Patient supervisors--in response to my long-suffering quest for existential understanding--have asked me numerous times during this past year:
"Well, you yourself have benefitted from therapy. What did you find useful?"

And here's what I can tell you:
-I knew I had an hour a week with someone who was going to give me their
 undivided attention.
-I knew that person wouldn't go tell my friends and family that I was barely
 keeping it together.
-I knew that they'd had education in psychology and the human condition.
-I knew they'd be nice and respectful toward me even when I was a complete mess.

So, by my definition, therapy is:
1. careful listening,
2. objectivity,
3. psychological knowledge,
4. and kindness.

And still, it sounds simple, but I think my therapists set a high bar for good therapy. They never had magic words or "10 simple tips and tricks" that fixed a damn thing, but they taught me to have a tolerance for and a comfortability with not having all the answers and being kind and gentle with myself anyway.

That's life changing stuff. Those slow, steady, and incremental changes helped me understand myself just by being in relationship with them. And if slow/incremental isn't enough to count for just about everything, than I'm outta here. Because it's only small and gradual changes that have ever made a difference to me.



This past year, since September, I have had the pleasure of sitting with seven adult clients who, for an hour a week shared their stories, amounting to 128 hours of "sitting with" and that is such a tremendous honor. I feel like being a therapist is like getting a front row seat to the human experience. We encounter most people from behind a filter or a persona of their choosing. But in therapy, I get to witness some of our most frustrating habits and difficult conversations, but also heartwarming reconciliations and high-five-worthy victories. It's like getting the director's cut of the movie. It's like the behind-the-scenes play-by-play. It's getting to ask, "And then what happened?" and "What were you thinking in that moment?" And watching time and time again how humanity has an undeniable tendency toward growth and healing, even if we get sidetracked in dysfunction along the way.

Even still.
And it's a fascinating thing to watch.

I cannot explain to you what psychotherapy is or why it works.
But I know that it works.

I know this because my clients keep coming back.
They keep showing up and doing the hard work.
And so I've tried to be a little more like them.
I've tried to believe that somehow, someway our mutual showing-up matters.
And it makes a difference.
Because it has to.
Because--as Brene Brown says:
we are usually wounded in relationship and so we must be healed in relationship. 

Obviously, my "being with" is more important to them than my "knowing-it-all."
And thank goodness, because I know very little that would look good on paper.
I'm just really good at loving people.

These clients have been a gift that have grounded me week-to-week.
In my tumultuous, self-inflicted quest for an understanding that might not even exist, my clients reminded me to just sit with them and let that be enough.

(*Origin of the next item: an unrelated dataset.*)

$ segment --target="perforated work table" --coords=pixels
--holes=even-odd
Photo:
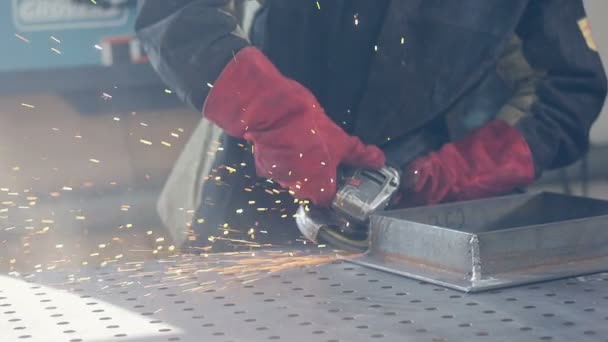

In two weeks, I will say "goodbye" to people I have come to know well.
We will leave each other knowing that we are a little better just for having known the other.

And whatever that's called, it's quite beautiful.

1 comments:

Unknown said...

I'm getting ready for my second session of therapy this morning and found myself worrying about what it's supposed to look like or trying to prep what I'm going to talk about... expectations.. So thanks for reminding me of these things. That maybe I don't need to stress about it today. And just be.